What does the Central Bank of Ireland regulate?
The Central Bank regulates the activities of:
- Credit institutions, investment intermediaries, stockbrokers, financial exchanges, collective investment schemes, funds, investor compensation and related consumer issues
- Life insurance, general insurance and related consumer issues
- Moneylenders, mortgage and credit intermediaries, the monitoring of customer charges by credit institutions and related consumer issues
- Credit unions
What is the main purpose of regulation?
The main purpose of regulation is:
- To promote a safe and fair financial services market for consumers
- To promote sound and solvent financial institutions, thereby giving depositors and other consumers of financial products confidence that their deposits and investments are safe.
The Central Bank monitors and enforces the consumer protection, conduct of business and prudential requirements of financial institutions. It also sets minimum competency requirements for firms.
What is a code of conduct?
The Central Bank has a number of statutory codes of conduct which oblige financial institutions to act in a fair and transparent manner, and in the best interests of their customers. These protection codes are policed and enforced by means of on-site inspections, backed-up by enforcement powers. Copies of the various codes are available on the Central Bank’s financial regulation website.
Where do I make a complaint about a financial institution?

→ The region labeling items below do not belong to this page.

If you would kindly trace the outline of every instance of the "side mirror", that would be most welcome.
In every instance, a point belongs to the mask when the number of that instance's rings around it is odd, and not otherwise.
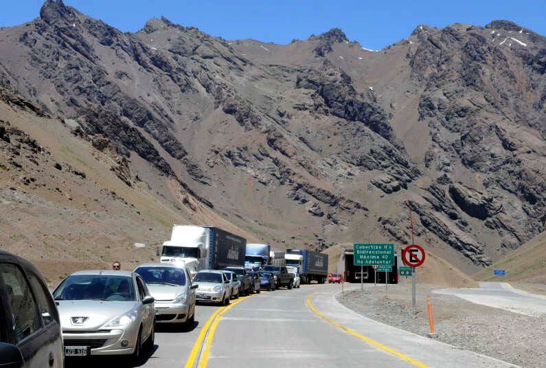
[[[142,304],[152,304],[155,301],[155,299],[153,296],[145,296],[144,299],[142,299]]]
[[[23,364],[23,355],[16,346],[0,343],[0,367],[19,368]]]

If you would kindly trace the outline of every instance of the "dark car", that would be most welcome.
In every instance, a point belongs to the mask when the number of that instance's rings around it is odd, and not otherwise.
[[[249,276],[252,283],[250,288],[251,292],[253,292],[256,294],[260,294],[260,292],[262,291],[262,287],[260,282],[260,275],[258,274],[258,272],[251,271],[249,272]]]
[[[224,270],[235,272],[237,279],[240,281],[239,287],[239,294],[241,295],[248,295],[251,292],[251,288],[253,285],[252,280],[248,272],[242,267],[226,267]]]
[[[34,266],[0,250],[0,367],[64,366],[59,314]]]
[[[291,289],[294,283],[293,277],[290,274],[284,266],[266,265],[262,268],[262,271],[271,272],[275,278],[275,288],[278,289],[281,286],[286,286]]]
[[[271,272],[266,271],[258,271],[260,277],[260,288],[264,290],[275,290],[275,277]]]

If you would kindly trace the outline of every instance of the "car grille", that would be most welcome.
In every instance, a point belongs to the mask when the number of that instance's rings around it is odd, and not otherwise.
[[[155,321],[170,321],[176,316],[176,314],[156,314]]]
[[[104,343],[106,342],[106,338],[76,338],[73,340],[65,339],[65,346],[89,346],[91,349],[96,349],[98,347],[102,347],[104,345]]]

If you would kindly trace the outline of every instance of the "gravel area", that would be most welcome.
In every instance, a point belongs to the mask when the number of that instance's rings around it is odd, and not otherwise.
[[[415,334],[429,332],[426,294],[434,288],[418,284],[417,306],[411,311],[411,285],[365,285],[364,292],[337,295],[341,304],[370,318]],[[546,366],[546,316],[531,317],[468,302],[457,296],[431,294],[437,340],[521,367]]]

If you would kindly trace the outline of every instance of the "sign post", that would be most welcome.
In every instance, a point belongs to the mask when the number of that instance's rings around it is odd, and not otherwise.
[[[412,268],[413,277],[411,278],[411,307],[416,309],[416,284],[417,283],[417,268],[424,263],[424,250],[421,246],[411,244],[402,251],[402,261],[406,266]]]
[[[378,267],[391,266],[394,265],[394,244],[384,243],[354,243],[354,266],[361,266],[361,290],[364,290],[363,268],[365,266],[375,265]],[[374,272],[374,277],[377,272],[384,270],[377,270]]]

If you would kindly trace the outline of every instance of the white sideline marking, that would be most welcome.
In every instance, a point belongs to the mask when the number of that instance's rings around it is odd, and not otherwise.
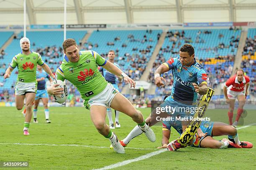
[[[253,123],[253,124],[249,124],[248,125],[247,125],[247,126],[242,126],[242,127],[238,127],[237,128],[236,128],[236,129],[238,129],[238,130],[239,130],[239,129],[241,129],[246,128],[246,127],[250,127],[251,126],[254,125],[256,125],[256,123]]]
[[[96,148],[109,148],[109,147],[105,146],[87,146],[87,145],[79,145],[75,144],[47,144],[44,143],[0,143],[0,145],[45,145],[45,146],[76,146],[79,147],[93,147]],[[137,148],[136,147],[125,147],[125,149],[131,149],[134,150],[156,150],[156,149],[151,148]]]
[[[125,165],[126,165],[129,164],[129,163],[131,163],[131,162],[137,162],[137,161],[138,161],[140,160],[145,160],[145,159],[148,158],[149,157],[150,157],[156,155],[157,155],[160,154],[160,153],[163,152],[164,152],[167,151],[167,150],[168,150],[166,149],[159,150],[156,151],[154,151],[152,152],[146,154],[145,155],[141,156],[136,158],[133,159],[132,160],[125,160],[123,162],[120,162],[117,163],[115,163],[114,164],[112,164],[112,165],[110,165],[106,166],[105,167],[102,167],[101,168],[100,168],[100,169],[96,169],[95,170],[109,170],[110,169],[116,168],[117,167]]]
[[[253,123],[252,124],[249,124],[248,125],[243,126],[242,127],[239,127],[237,128],[237,129],[238,130],[239,130],[241,129],[246,128],[246,127],[248,127],[251,126],[256,125],[256,123]],[[95,170],[109,170],[110,169],[114,168],[120,167],[122,166],[125,165],[127,164],[129,164],[129,163],[133,162],[137,162],[137,161],[138,161],[140,160],[145,160],[146,159],[152,156],[155,156],[158,154],[160,154],[160,153],[164,152],[165,152],[167,151],[167,150],[166,149],[163,149],[163,150],[158,150],[157,151],[153,152],[152,152],[149,153],[144,155],[142,155],[141,156],[140,156],[136,158],[134,158],[132,160],[125,160],[124,161],[118,162],[114,164],[106,166],[105,167],[102,167],[101,168],[97,169]]]

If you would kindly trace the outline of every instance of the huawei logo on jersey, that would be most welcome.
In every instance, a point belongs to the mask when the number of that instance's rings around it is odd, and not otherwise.
[[[26,70],[28,68],[30,69],[31,70],[33,70],[34,68],[34,64],[32,63],[31,62],[28,63],[27,62],[26,62],[26,63],[25,64],[23,64],[22,65],[22,67],[24,70]]]
[[[85,69],[84,72],[81,71],[79,73],[81,76],[77,76],[77,79],[78,79],[79,81],[84,81],[87,77],[93,75],[94,71],[91,69],[89,70],[89,71],[87,69]]]

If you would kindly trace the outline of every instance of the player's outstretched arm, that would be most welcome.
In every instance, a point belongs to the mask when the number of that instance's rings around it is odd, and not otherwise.
[[[49,67],[48,65],[47,65],[46,63],[44,63],[44,65],[42,66],[42,67],[43,68],[43,69],[44,69],[44,71],[52,77],[54,79],[55,79],[55,76],[53,74],[51,69],[50,69],[50,67]]]
[[[156,69],[155,71],[154,78],[155,84],[157,86],[159,87],[164,85],[162,81],[165,81],[165,79],[164,77],[161,77],[160,75],[169,71],[169,69],[164,64],[161,64],[160,66]]]
[[[204,94],[206,94],[207,91],[208,91],[208,87],[206,84],[201,83],[198,85],[195,83],[192,83],[193,86],[195,88],[195,92],[199,94],[202,95]]]
[[[106,64],[102,67],[112,74],[122,77],[125,83],[130,84],[131,88],[135,88],[135,81],[113,63],[107,61]]]
[[[9,78],[10,74],[12,73],[12,71],[13,71],[13,69],[14,69],[11,68],[11,67],[9,67],[8,69],[6,69],[5,73],[5,74],[4,75],[4,79],[5,79]]]

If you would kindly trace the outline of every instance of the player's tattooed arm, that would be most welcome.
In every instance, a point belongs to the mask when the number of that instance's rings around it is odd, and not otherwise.
[[[161,65],[156,69],[155,71],[154,78],[155,84],[157,86],[159,87],[164,85],[162,81],[165,81],[165,79],[164,79],[164,77],[160,76],[160,75],[169,71],[169,68],[164,64],[161,64]]]
[[[196,84],[193,83],[192,84],[195,88],[195,91],[199,94],[202,95],[207,93],[208,87],[206,84],[201,83],[198,86]]]
[[[6,69],[6,71],[5,71],[5,74],[4,75],[4,78],[5,79],[9,78],[10,75],[11,73],[12,73],[12,71],[13,71],[14,69],[13,69],[11,67],[8,67],[8,69]]]

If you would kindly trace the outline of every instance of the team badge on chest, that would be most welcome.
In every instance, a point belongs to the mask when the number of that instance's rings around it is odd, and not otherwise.
[[[69,67],[69,73],[74,73],[74,69],[73,69],[73,67]]]

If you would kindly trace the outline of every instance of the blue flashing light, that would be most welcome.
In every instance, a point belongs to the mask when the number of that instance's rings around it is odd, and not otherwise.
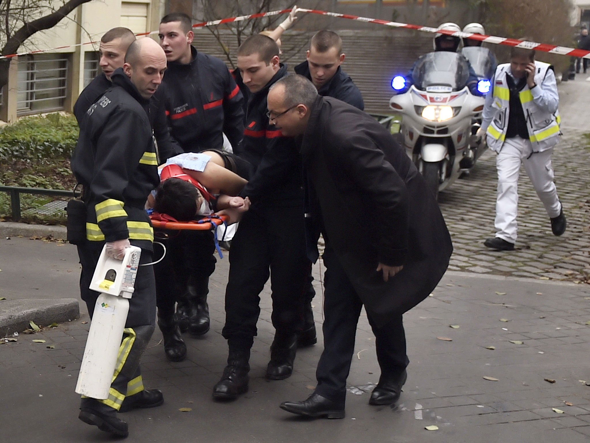
[[[491,83],[489,80],[480,80],[477,82],[477,90],[481,94],[487,94],[490,92],[490,87]]]
[[[395,76],[391,80],[391,87],[396,91],[399,91],[405,87],[405,78],[404,76]]]

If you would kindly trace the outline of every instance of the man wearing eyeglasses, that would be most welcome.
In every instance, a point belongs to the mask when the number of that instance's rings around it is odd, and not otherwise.
[[[232,239],[230,276],[225,291],[225,324],[229,356],[213,389],[217,399],[232,399],[248,390],[250,348],[260,312],[260,294],[270,276],[271,320],[276,332],[266,377],[291,376],[297,349],[297,328],[303,318],[309,260],[305,249],[301,164],[294,139],[276,125],[290,112],[267,113],[267,94],[287,75],[278,47],[266,35],[253,35],[238,50],[238,67],[250,90],[244,138],[235,152],[253,165],[240,196],[252,202]]]

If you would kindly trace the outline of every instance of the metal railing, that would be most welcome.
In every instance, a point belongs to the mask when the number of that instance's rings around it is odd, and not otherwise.
[[[59,189],[42,189],[41,188],[25,188],[20,186],[0,186],[0,191],[8,193],[10,196],[10,207],[12,211],[13,222],[19,222],[21,218],[21,194],[70,197],[73,198],[76,196],[74,191],[65,191]]]

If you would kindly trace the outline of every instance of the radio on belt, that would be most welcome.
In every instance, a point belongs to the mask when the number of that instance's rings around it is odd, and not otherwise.
[[[131,246],[122,260],[103,248],[90,288],[100,292],[90,323],[76,392],[92,398],[109,398],[123,330],[133,294],[141,249]]]

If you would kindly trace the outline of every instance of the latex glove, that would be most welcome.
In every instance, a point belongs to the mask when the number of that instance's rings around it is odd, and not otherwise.
[[[283,28],[283,29],[285,31],[293,26],[293,23],[294,23],[295,21],[297,19],[297,17],[295,17],[295,14],[297,14],[297,5],[294,5],[293,9],[291,9],[291,12],[289,12],[289,17],[287,17],[287,18],[286,18],[284,21],[279,25],[279,26]]]
[[[389,279],[389,277],[393,277],[395,274],[404,269],[404,266],[388,266],[382,263],[379,263],[377,266],[377,272],[383,271],[383,281],[386,282]]]
[[[107,242],[107,256],[117,260],[123,260],[125,256],[125,249],[131,247],[129,239],[124,240],[116,240],[114,242]]]

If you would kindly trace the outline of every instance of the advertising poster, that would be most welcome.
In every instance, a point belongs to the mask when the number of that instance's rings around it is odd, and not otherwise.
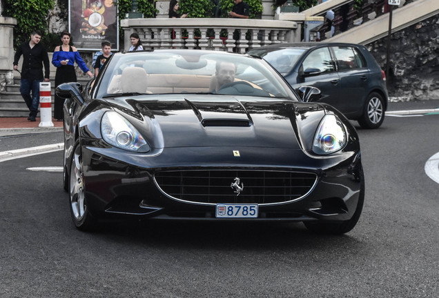
[[[69,0],[68,28],[78,50],[100,50],[104,41],[119,50],[115,0]]]

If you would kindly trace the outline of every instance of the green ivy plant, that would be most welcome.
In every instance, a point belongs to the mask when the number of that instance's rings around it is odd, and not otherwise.
[[[14,46],[17,48],[30,38],[34,30],[44,34],[48,30],[47,16],[53,8],[55,0],[6,0],[4,17],[17,19],[14,27]]]
[[[155,9],[156,0],[137,0],[137,11],[144,14],[144,18],[155,18],[158,12]],[[126,19],[126,15],[132,9],[133,0],[115,1],[119,6],[119,19]]]
[[[187,13],[190,18],[208,18],[213,17],[215,4],[211,0],[179,0],[179,11]]]

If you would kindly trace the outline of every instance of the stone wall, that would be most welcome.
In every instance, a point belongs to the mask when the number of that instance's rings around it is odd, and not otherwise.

It is important that you first make your complaint to your financial service provider. It is best to put your complaint to your provider in writing and keep a copy of your letter. You must give your provider an opportunity to look into your problem and allow them to try to reach a resolution. If you are still not satisfied that your complaint is being dealt with fairly by your provider, you may take your complaint to the Financial Services and Pensions Ombudsman.
You can read more about making a complaint in our document: Making a complaint about a financial service provider.
Where can I find information on financial products?
The Competition and Consumer Protection Commission (CCPC) provides information to consumers on their rights and on the costs, risks and benefits of different financial products. This information also helps you to access the financial services that are most suitable to you. The CCPC maintains financial information on its website for consumers.